Open Knowledgebase of Interatomic Models

Last updated
Open Knowledgebase of Interatomic Models (OpenKIM)
Type of site
Scientific research support
URL openkim.org
CommercialNo
Launched2009

The Open Knowledgebase of Interatomic Models (OpenKIM). [1] is a cyberinfrastructure funded by the United States National Science Foundation (NSF) [2] focused on improving the reliability and reproducibility of molecular and multi-scale simulations in computational materials science. It includes a repository of interatomic potentials that are exhaustively tested with user-developed integrity tests, tools to help select among existing potentials and develop new ones, extensive metadata on potentials and their developers, and standard integration methods [3] for using interatomic potentials in major simulation codes. OpenKIM is a member of DataCite [4] and provides unique DOIs (Digital object identifier) for all archived content on the site (fitted models, validation tests, etc.) in order to properly document and provide recognition to content contributors.

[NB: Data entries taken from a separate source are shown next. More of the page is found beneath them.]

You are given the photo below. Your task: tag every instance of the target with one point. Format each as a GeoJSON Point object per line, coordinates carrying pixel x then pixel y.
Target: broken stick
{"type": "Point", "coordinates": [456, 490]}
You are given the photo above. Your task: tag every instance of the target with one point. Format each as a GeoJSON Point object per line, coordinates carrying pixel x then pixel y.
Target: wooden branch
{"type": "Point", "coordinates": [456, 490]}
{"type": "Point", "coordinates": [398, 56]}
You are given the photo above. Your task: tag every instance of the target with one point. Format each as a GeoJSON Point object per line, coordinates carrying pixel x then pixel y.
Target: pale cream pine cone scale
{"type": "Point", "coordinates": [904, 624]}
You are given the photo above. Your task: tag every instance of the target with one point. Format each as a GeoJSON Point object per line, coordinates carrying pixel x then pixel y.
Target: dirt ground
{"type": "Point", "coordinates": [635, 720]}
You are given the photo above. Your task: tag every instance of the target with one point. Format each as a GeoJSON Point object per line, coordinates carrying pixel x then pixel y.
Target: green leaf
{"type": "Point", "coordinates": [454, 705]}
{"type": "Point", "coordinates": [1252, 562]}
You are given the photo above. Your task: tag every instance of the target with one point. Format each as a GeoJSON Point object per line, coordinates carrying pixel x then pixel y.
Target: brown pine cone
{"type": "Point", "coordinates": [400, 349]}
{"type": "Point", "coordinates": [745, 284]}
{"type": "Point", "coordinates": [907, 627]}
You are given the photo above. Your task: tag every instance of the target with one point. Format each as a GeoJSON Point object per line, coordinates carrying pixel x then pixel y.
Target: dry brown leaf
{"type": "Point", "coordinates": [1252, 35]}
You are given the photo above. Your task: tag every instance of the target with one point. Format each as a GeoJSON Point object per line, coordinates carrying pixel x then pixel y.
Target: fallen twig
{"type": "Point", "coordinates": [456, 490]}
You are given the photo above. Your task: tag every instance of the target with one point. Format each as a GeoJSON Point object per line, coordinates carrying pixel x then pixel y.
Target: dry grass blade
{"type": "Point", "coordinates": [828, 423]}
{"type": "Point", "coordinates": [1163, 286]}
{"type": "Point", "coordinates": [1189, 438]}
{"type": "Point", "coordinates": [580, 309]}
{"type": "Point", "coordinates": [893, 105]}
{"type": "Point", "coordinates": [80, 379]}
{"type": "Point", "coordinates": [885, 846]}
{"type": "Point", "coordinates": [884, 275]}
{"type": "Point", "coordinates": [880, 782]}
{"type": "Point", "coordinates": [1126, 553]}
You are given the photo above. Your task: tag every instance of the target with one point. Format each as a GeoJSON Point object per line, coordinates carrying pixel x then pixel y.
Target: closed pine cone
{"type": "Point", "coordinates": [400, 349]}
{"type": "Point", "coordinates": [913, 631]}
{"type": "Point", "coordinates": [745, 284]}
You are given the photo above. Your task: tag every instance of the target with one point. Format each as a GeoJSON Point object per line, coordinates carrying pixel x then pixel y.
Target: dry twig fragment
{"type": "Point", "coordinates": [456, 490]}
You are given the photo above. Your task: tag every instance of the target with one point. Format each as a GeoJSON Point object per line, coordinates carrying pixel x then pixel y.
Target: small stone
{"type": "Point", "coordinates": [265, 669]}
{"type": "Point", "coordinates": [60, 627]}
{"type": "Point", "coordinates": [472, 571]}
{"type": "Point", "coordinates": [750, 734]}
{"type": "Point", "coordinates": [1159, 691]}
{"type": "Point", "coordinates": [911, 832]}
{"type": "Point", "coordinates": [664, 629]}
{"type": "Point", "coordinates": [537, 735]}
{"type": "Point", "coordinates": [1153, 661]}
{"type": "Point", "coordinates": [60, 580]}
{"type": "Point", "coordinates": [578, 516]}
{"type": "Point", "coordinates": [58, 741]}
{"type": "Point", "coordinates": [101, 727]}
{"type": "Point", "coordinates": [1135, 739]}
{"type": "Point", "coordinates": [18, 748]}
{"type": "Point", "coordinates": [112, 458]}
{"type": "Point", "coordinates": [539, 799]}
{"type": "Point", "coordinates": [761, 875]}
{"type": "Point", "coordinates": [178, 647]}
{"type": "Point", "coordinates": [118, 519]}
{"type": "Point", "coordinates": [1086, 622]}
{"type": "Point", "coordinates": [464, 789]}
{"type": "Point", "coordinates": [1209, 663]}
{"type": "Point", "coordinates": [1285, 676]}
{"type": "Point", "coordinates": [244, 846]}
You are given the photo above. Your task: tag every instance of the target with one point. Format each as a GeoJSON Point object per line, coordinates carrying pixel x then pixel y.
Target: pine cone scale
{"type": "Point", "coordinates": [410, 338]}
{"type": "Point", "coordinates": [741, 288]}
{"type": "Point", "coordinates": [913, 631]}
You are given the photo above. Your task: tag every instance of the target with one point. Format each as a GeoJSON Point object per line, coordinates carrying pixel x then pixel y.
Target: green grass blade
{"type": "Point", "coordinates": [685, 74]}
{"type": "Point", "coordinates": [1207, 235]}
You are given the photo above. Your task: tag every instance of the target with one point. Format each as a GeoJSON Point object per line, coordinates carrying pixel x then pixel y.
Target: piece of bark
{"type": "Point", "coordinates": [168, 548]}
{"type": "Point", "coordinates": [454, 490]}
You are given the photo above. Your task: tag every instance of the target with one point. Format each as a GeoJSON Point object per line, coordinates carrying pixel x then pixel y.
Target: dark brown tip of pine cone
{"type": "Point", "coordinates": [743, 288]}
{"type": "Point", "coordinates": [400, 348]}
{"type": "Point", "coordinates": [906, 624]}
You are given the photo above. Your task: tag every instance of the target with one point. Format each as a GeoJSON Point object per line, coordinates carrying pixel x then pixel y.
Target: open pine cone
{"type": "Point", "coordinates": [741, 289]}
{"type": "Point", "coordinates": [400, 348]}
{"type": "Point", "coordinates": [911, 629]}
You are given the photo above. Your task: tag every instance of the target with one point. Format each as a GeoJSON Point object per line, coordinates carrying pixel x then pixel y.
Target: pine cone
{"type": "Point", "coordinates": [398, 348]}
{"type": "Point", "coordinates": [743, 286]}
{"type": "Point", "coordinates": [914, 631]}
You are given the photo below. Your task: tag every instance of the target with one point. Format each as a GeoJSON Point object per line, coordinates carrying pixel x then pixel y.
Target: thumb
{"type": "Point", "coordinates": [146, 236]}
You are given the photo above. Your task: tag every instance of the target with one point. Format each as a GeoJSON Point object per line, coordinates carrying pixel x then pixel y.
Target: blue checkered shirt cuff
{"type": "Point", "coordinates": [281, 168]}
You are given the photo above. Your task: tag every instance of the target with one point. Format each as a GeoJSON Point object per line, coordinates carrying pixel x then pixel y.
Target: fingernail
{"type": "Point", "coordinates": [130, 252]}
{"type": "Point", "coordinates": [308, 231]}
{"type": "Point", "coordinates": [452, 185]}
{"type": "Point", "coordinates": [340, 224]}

OpenKIM is also an eXtreme Science and Engineering Discovery Environment (XSEDE) Science Gateway, [5] and all content on openkim.org is available under open source licenses in support of the open science initiative.

Contents

Motivation

Reliability, reproducibility, and accessibility are foundational to the success of science; in computational materials science these can be achieved through documentation of simulation setup, model parameters, and software version/settings information. The NSF actively supports the development of software and cyberinfrastructure that enable the documentation and distribution of this type of critical data or promote open and accessible science as part of the national Materials Genome Initiative (MGI). In solicitations related to the MGI, [6] researchers are encouraged to "leverage existing cyberinfrastructures wherever appropriate and possible," including OpenKIM, The Materials Project [7] and XSEDE [8]

Usage

OpenKIM provides tools for accessing the models and calculations stored in the OpenKIM repository, including the KIM API to allow applications that support the API to gain access to all of the data in a programmatic manner. A number of packages use these tools [9] in order to streamline the process of developing new models, [10] automate calculations of material properties, [11] and develop educational tools for materials simulations. [12] OpenKIM has been directly integrated into various prominent molecular modelling and potential fitting software including LAMMPS, [13] ASE, DL_POLY, GULP, and potfit, and is recognized in the molecular modelling community as being a critical step towards improving accessibility and reproducibility in the field. [14] [15] A key aspect of OpenKIM is that in addition to model parameters, it also stores the complete source code of "portable models" in order improve to ensure complete reproducibility of simulations performed using given models.

Notes

OpenKIM is a founding member of the Materials Science Community Forum, [16] a community-led effort to promote open communication and collaboration in computational materials science and to support users of many of the main scientific software packages used in the field.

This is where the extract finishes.